Le lendemain, alors que le groupe sortait d'une méditation de quatre heures durant laquelle Thys avait méthodiquement gratté sa cuisse droite puis compté les poils de ses avant-bras, Téodor leur annonça qu'ils allaient passer quatre semaines sur le plan terrestre.
— Mais attention, ce ne sera pas des vacances, ajouta-t-il, vous allez avoir une mission à remplir !
— Une mission ? Quel genre de mission ? questionna Thys déjà inquiet.
— Hé ! Ne panique pas, petite âme affolée ! Je vous demande d'ouvrir grands vos sens et de repérer un maximum de candidats éventuels à l'Oritis.
— Ah ! Ça va ! Enfin, comment on fait ça ?
— Si tu écoutais un peu Thys, à la place de m'interrompre ! Donc, vous allez rejoindre vos familles et reprendre vos vies d'avant sous haute protection. Il y aura dans votre entourage plusieurs Ostendes qui veilleront discrètement sur vous : des Tutrix. Votre mission est d'utiliser votre ressenti, de libérer votre esprit pour atteindre l'âme des autres et de déceler celles qui s'ouvrent aux sensations. Le reste du travail m'appartiendra. C'est moi qui prendrai contact avec elles et qui jugerai s'il est possible de les initier pour les préparer à l'Oritis.
— Excellent, ça, ça me plaît comme mission, clama Thys complètement excité !
— Ne crois pas que ce soit facile de sonder l'esprit de tes semblables, jeune homme ! Tu auras besoin de savoir vider le tien pour pénétrer celui des autres. Et il me semble que ce n'est pas ton fort au vu de tes premières tentatives en Ethérie.
Thys marmonna sa rancœur tandis que ses compagnons esquissaient un sourire. Le Maître semblait satisfait d'avoir mouché son jeune élève.
— Bien, je poursuis. Vous passerez donc un mois sur le plan terrestre. Chaque jour, je vous demande de prévoir quatre heures de méditation. À vous de vous organiser comme bon vous semble, mais n'essayez pas d'y déroger ! Je veillerai au grain. Je passerai d'ailleurs vous voir régulièrement.

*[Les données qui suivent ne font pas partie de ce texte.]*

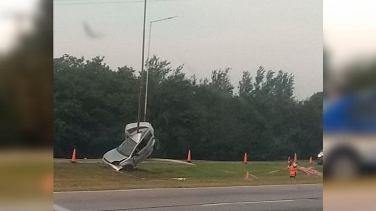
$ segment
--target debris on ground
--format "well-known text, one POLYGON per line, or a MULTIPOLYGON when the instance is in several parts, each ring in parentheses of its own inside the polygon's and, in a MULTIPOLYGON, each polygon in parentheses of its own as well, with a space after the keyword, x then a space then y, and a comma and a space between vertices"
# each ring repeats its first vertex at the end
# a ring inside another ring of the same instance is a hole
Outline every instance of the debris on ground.
POLYGON ((173 178, 173 179, 175 179, 176 180, 185 180, 185 178, 173 178))
POLYGON ((323 173, 316 170, 313 167, 298 167, 298 170, 308 176, 321 176, 323 173))

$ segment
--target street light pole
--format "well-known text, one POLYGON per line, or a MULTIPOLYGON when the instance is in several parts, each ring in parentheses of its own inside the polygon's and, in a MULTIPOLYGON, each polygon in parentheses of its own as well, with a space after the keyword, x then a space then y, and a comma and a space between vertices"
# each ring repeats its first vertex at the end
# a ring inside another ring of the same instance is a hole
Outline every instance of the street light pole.
POLYGON ((146 24, 146 0, 144 2, 144 26, 142 31, 142 59, 141 64, 141 75, 140 77, 140 94, 138 96, 138 111, 137 112, 137 130, 140 129, 140 119, 141 116, 141 94, 142 93, 142 76, 144 74, 144 63, 145 49, 145 24, 146 24))
POLYGON ((149 41, 148 44, 148 63, 146 64, 146 86, 145 87, 145 104, 144 108, 144 122, 146 122, 146 107, 148 105, 148 84, 149 79, 149 62, 150 60, 150 41, 151 37, 151 24, 153 22, 159 22, 163 21, 166 21, 176 18, 177 16, 173 16, 163 19, 160 19, 156 21, 150 21, 150 26, 149 27, 149 41))

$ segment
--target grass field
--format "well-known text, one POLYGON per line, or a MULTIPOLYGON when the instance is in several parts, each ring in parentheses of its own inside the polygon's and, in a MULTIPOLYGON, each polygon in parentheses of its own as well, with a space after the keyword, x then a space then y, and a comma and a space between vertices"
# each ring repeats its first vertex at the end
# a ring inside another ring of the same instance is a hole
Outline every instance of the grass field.
MULTIPOLYGON (((54 164, 54 191, 95 190, 158 188, 188 188, 240 185, 322 183, 323 177, 302 173, 290 178, 283 169, 286 161, 193 161, 196 166, 167 162, 146 162, 132 172, 117 172, 101 163, 54 164), (251 175, 245 179, 246 172, 251 175), (177 178, 185 178, 178 180, 177 178), (175 179, 174 179, 175 178, 175 179)), ((300 161, 301 166, 321 166, 300 161)))

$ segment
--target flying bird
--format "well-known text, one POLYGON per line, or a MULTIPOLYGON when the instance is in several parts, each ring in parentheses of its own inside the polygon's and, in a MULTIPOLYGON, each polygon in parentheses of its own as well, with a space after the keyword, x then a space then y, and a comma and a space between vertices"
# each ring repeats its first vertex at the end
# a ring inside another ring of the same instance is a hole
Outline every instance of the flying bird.
POLYGON ((104 35, 102 33, 100 33, 99 32, 96 32, 94 31, 90 28, 90 27, 89 26, 89 24, 87 24, 86 22, 84 21, 83 23, 83 29, 85 31, 85 33, 86 34, 86 35, 89 36, 91 38, 93 39, 98 39, 100 38, 104 35))

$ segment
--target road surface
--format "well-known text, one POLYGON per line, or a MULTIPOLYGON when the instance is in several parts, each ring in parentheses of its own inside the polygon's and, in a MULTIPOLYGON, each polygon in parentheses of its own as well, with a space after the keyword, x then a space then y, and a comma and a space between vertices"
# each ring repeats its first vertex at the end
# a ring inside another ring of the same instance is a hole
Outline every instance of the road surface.
POLYGON ((55 192, 55 211, 322 211, 323 185, 55 192))

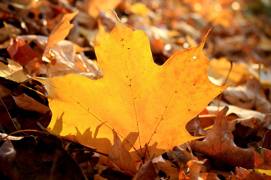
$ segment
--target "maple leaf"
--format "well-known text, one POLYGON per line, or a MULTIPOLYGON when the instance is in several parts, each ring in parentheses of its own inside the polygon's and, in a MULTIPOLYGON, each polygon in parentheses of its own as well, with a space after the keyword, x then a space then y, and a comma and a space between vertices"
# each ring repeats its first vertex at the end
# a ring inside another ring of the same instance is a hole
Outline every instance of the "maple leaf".
POLYGON ((221 161, 233 167, 248 169, 254 167, 254 156, 251 148, 239 147, 235 144, 229 124, 225 119, 229 108, 226 106, 219 112, 213 128, 207 132, 203 141, 192 141, 192 150, 221 161))
POLYGON ((229 86, 208 78, 210 60, 202 53, 206 36, 159 66, 145 33, 132 32, 116 16, 109 39, 95 46, 102 78, 33 78, 48 92, 53 117, 47 130, 75 135, 81 143, 107 154, 114 130, 135 161, 199 138, 188 133, 185 124, 229 86))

Quatre heures de méditation par jour ! Thys crut qu'il allait s'étrangler, même Mélia et Damien avaient blêmi. Chacun organisait sa journée intérieurement et avait bien du mal à caser ces heures d'immobilisme.
« Je n'arriverai pas à passer du temps avec Cid », pensait Thys alarmé.
« Comment je vais faire pour rattraper mes cours de médecine », s'inquiétait Damien.
« Je n'aurai pas le temps de lire toutes les BD que tonton Jonas a dans sa bibliothèque ! » se désespéra Mélanie.
« J'ai envie de profiter des copains et du collège ! » se désolait Mélia.
— Bon, vous arrêtez un peu de faire une tête pareille, s'énerva Téodor dont les mèches blanches commençaient à se gorger d'électricité.
Les petits yeux verts de Maître Lux sondèrent chacun de ses Prudens, son nez fin se plissa et sa grosse moustache tressauta.
— Ce n'est pas possible, de quelle fine équipe, j'ai donc hérité ! Un peu de motivation et de volonté, Âmes de limaces !
Il marqua une hésitation, puis jugeant que ses troupes avaient besoin d'un peu d'encouragement, il ajouta :
— À votre retour en Ethérie, je commencerai à vous apprendre à utiliser les énergies.
Aussitôt, les cinq visages qui lui faisaient face s'éclairèrent et Maître Lux haussa les épaules comme exaspéré, pourtant un sourire lui relevait un coin de la moustache et découvrait une belle canine pointue.